For 42 years, the man with a gentle smile had been selling takoyaki (fried octopus dumpling) from his red stall set up on the sidewalks near Shinjuku Station.
He came to Tokyo from Ehime Prefecture around 1971 to operate a stall and went on to become the longest-running stall-keeper in the Shinjuku district.
It all ended Feb. 14, following health complications and advice from a police officer. He decided to call it quits.
“It had been my desire to work as a street vendor until I die,” said the 73-year-old man, who withheld his name.
The man said he operated the stall on days when the weather and his physical condition were both fine, from about 9 p.m. to 1:30 a.m. He was arrested four times for setting up along roadways without a permit.
Until about three years ago, there had been 30 illegally operated stalls in the district. However, most of them have disappeared.
“I never thought I would stop working (as a street vendor),” he said.
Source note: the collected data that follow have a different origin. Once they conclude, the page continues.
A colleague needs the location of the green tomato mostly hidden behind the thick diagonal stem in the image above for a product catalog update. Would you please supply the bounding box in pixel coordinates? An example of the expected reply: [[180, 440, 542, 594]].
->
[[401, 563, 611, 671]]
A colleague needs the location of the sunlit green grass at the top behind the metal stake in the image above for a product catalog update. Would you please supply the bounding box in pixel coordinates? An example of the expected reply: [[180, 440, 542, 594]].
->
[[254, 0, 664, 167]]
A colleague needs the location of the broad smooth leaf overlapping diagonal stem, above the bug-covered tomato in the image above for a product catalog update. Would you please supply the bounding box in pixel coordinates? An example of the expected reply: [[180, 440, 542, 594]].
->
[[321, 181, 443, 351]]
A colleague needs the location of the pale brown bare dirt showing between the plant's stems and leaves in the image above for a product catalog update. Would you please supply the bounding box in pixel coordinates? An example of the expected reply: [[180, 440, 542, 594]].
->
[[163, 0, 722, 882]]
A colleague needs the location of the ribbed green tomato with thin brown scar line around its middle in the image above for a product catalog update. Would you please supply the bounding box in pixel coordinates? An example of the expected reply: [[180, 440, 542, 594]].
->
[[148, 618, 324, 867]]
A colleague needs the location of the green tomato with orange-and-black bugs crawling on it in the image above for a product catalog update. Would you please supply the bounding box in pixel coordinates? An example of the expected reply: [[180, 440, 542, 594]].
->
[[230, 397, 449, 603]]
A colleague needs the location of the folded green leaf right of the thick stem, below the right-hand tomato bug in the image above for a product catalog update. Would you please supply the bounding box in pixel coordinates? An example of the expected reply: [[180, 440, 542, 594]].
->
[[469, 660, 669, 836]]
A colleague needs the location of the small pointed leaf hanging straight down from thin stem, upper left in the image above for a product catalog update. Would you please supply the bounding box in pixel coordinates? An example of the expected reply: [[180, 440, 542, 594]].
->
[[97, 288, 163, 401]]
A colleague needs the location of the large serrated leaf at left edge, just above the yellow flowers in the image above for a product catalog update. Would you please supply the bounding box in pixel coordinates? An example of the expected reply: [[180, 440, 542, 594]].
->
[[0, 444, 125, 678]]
Asked why he continued to operate his takoyaki stand illegally, the man said with a little smile, “This is the only thing I can do.”
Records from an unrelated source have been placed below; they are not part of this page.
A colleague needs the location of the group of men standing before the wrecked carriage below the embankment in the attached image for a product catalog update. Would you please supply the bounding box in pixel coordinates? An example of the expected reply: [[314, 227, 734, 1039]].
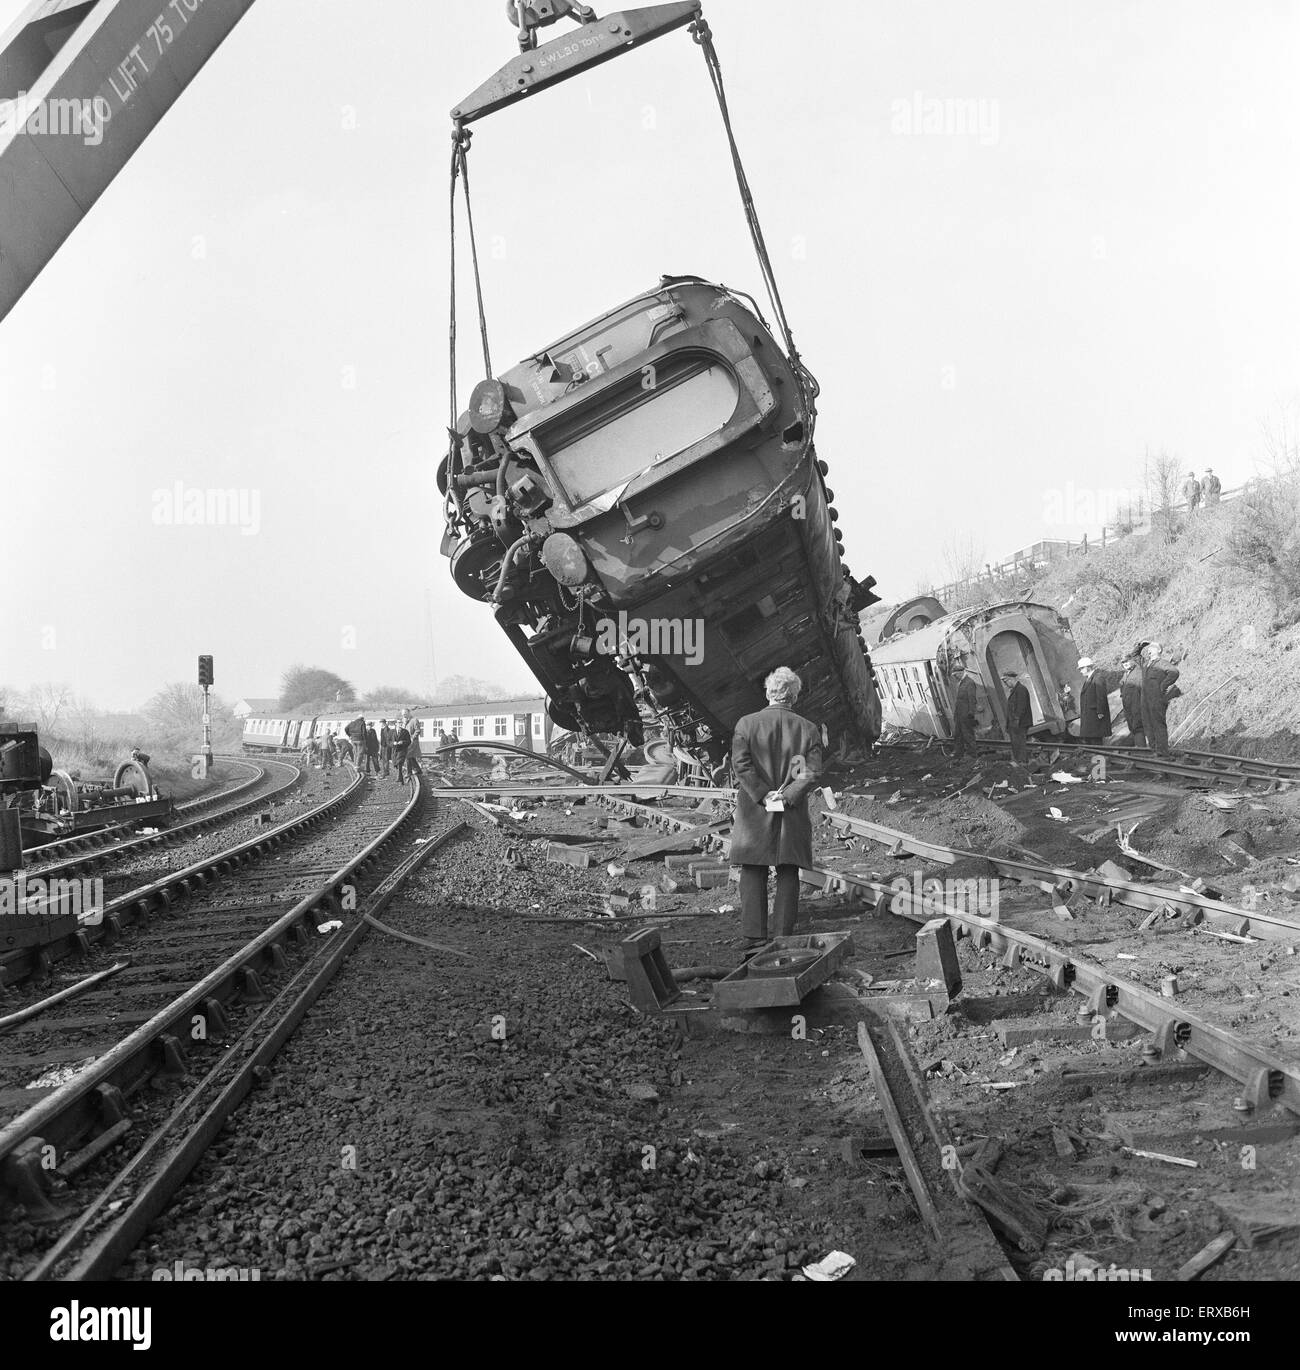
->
[[952, 643, 1182, 766]]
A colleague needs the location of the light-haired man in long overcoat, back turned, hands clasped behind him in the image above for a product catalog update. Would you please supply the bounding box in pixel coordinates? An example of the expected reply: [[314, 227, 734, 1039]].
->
[[732, 666, 822, 948]]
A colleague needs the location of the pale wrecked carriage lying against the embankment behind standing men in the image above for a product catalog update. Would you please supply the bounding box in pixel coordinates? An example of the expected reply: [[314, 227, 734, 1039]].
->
[[871, 601, 1082, 738]]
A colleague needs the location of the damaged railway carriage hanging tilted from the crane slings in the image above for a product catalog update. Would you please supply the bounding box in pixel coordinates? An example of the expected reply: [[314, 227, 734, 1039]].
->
[[440, 277, 881, 764]]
He decided to give it all up after he was arrested on Valentine’s Day this year. A police officer, whom he had been familiar with, told him in an interrogation room, “Please live long.”
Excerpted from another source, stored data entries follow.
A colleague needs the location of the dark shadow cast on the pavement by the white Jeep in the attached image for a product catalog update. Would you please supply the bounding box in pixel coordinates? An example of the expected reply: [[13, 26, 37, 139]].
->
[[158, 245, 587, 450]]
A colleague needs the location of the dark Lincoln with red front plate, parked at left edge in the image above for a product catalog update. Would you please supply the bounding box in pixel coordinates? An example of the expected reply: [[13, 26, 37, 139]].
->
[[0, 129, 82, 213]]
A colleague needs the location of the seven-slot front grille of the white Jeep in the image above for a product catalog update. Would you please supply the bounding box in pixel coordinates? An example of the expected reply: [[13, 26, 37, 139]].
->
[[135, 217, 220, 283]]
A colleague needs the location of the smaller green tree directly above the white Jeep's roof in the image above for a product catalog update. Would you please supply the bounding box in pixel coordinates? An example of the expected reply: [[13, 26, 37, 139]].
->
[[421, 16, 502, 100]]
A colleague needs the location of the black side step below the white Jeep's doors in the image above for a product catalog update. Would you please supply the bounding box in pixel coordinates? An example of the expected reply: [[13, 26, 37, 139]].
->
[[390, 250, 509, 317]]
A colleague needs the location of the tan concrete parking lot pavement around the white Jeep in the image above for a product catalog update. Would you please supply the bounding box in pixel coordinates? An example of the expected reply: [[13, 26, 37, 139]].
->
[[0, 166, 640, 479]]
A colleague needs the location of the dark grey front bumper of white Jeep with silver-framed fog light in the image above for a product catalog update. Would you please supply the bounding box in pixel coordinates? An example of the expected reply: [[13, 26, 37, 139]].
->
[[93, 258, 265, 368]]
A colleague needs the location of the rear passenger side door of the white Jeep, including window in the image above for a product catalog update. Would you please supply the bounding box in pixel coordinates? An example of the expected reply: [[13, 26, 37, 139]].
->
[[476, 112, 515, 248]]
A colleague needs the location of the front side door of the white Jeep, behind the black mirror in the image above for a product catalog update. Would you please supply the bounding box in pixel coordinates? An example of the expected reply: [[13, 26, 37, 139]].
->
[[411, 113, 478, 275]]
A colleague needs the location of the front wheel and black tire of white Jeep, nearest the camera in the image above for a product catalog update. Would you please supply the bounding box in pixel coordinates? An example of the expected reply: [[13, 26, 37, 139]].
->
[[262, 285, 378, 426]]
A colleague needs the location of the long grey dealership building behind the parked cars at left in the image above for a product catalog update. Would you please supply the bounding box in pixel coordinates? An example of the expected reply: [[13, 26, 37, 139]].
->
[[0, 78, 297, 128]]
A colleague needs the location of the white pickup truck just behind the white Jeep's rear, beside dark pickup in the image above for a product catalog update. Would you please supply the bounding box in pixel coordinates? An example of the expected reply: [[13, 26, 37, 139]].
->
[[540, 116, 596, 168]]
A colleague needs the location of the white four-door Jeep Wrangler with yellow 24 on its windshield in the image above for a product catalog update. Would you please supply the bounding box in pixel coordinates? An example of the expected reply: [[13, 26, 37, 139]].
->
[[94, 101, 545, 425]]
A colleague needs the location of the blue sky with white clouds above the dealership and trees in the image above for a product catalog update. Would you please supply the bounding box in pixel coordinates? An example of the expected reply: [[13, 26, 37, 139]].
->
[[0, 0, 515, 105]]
The man said he thought, “What the officer is saying may be right.”
Eight years ago, the man was diagnosed with liver cancer, but he kept working, despite being hospitalized on several occasions.
In March, doctors discovered an anomaly in the man's bone marrow. He now lies in a hospital bed in Shinjuku Ward. An oxygen tube is attached to his nose.
“Has my stall been removed (from the sidewalk)?” he asked in a small voice as if to himself. “If I recover, I want to sell takoyaki again. Next time, not on a road, but by borrowing an empty house or other places.”
“No, no. You must not work again," said the man's 69-year-old wife. "You are too eager to work as a vendor.”
Then, the man fell asleep.
An uninhabited lonely red takoyaki stand remains on a sidewalk near Shinjuku Station.